Here’s my favorite: You are in a cave with five friends. For some reason, the cave begins to fill up with water. There is but one exit, and presently one of your five friends gets perfectly and emphatically lodged in the threshold (I’ll call him Bob). There is no way to dislodge Bob by pushing or pulling, and the water continues to rise. It is certain that the five of you yet in the cave will drown if Bob is not dislodged. Bob, incidentally, will live if left undisturbed because his face is directed out of the cave. Luckily for you and the others, and tragically for Bob, there is lying about a stick of dynamite and a means to light it. Using the dynamite on Bob (i.e. blowing him up) will free you and your four friends from the cave. Of course Bob will perish in the exercise. It has been some years since I was in the class in which we discussed this dilemma, and so I feel free, in the interest of writing a more interesting post, to go into some of the views expressed by the students.

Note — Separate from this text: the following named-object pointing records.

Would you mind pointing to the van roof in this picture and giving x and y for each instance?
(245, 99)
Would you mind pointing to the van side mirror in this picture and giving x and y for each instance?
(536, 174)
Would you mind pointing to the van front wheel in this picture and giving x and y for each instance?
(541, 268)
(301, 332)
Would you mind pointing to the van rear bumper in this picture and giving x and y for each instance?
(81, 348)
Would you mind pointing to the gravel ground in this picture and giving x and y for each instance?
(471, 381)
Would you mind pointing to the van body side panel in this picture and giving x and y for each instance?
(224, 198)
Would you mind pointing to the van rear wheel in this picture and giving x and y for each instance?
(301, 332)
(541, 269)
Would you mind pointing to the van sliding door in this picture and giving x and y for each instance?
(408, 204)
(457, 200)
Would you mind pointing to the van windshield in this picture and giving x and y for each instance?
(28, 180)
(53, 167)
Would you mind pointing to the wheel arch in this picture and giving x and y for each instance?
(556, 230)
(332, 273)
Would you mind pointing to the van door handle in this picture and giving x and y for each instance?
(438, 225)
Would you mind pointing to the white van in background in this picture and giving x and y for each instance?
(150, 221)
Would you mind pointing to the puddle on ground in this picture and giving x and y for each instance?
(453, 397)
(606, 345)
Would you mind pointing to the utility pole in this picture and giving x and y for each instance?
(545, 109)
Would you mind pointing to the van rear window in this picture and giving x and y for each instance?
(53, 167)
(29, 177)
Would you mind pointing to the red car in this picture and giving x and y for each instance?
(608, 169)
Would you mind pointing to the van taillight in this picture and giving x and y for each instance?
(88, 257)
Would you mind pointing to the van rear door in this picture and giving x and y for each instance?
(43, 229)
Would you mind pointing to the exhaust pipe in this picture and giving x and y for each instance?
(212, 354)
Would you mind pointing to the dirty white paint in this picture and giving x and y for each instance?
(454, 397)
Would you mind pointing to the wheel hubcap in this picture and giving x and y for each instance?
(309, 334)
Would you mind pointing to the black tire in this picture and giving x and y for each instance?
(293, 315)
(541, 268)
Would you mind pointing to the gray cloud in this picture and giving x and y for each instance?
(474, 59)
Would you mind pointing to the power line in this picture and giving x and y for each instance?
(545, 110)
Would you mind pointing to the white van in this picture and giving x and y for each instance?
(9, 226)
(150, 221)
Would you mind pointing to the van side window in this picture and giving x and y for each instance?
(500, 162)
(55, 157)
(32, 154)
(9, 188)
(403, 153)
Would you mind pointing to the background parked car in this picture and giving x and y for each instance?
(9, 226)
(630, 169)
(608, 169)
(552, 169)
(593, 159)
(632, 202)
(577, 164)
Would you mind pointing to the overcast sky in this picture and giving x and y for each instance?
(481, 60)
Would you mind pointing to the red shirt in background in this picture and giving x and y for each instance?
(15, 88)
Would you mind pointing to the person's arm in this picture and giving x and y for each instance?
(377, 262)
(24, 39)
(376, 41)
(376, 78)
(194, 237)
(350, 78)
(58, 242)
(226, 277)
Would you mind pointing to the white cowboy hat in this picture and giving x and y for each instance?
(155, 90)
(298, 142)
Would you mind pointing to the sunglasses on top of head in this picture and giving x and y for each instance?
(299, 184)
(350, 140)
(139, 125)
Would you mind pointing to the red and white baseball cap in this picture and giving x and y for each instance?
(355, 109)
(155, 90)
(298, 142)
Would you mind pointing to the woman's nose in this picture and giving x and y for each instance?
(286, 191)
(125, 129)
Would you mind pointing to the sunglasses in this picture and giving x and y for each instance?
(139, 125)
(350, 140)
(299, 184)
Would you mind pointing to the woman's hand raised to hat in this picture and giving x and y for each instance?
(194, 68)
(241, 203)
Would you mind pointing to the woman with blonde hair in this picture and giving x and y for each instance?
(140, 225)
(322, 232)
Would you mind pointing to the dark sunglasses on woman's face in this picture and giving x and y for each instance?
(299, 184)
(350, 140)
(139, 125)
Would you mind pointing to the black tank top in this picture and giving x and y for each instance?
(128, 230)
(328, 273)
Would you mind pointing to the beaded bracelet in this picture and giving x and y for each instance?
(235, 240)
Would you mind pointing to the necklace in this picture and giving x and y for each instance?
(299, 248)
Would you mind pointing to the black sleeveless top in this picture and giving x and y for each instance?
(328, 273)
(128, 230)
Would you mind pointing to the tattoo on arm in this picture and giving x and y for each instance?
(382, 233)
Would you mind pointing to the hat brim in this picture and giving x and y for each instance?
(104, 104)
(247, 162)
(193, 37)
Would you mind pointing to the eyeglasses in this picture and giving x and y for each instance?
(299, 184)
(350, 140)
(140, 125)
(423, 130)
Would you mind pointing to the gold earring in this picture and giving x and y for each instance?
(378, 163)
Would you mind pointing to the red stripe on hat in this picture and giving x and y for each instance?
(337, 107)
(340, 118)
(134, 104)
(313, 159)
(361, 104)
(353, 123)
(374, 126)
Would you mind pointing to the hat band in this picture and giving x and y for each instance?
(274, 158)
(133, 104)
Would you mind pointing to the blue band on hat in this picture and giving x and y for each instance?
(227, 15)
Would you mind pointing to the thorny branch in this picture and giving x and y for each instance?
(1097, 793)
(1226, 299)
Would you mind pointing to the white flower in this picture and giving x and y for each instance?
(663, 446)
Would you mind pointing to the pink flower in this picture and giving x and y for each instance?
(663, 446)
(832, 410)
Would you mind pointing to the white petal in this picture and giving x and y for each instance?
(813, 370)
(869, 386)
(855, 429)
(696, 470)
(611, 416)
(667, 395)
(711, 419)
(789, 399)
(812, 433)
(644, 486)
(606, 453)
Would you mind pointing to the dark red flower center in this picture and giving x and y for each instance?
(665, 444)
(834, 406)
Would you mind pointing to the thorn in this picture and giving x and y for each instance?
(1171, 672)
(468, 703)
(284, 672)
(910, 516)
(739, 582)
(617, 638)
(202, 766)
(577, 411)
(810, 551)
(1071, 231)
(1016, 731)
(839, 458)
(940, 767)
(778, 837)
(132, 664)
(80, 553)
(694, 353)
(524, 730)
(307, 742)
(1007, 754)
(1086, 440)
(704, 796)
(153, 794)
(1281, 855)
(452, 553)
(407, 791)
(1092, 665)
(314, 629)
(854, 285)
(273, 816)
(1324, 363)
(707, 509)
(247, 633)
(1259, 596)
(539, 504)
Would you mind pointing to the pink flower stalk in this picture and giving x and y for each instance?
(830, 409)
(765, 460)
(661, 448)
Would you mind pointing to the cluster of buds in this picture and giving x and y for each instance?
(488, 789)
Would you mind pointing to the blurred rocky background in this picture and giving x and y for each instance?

The first consideration for the students was to decide whether to use the dynamite. Many of us quickly determined to do so. A few said no, and prepared to hypothetically die. And a few others remained for the time uncommitted. The first and last practical difficulty the Explode Bob caucus ran into was where to place the dynamite. This was a completely unnecessary inquiry, since it had been stipulated that the dynamite would dislodge Bob. Nevertheless, we dilated on the issue. At length, and to our great amusement, we determined that the dynamite would have to be used as a particularly unmarketable suppository. Then one of the uncommitted students asked to be heard. I remember him because he had to that point in the semester not said a single word in class. Accordingly, I had invested him with wisdom. He knitted his brow. He was, he said, in general if reluctant agreement that Bob had to go. But he had some nagging doubts and meant to soothe his conscience thus: couldn’t we, he said, ask Bob if it was ok to blow him up. He spoke, it turned out, too soon in that class.
If you are disposed to do so, change around the numbers involved and the moral character or utilitarian worth of the players and note when you switch from one determination to the other. You will reach decisions intuitively, easily. Then try to identify a consistent principle guiding your decisions. That is only easy if you are prepared to be categorical. And categorical approaches tend, at the limit, to produce absurd results.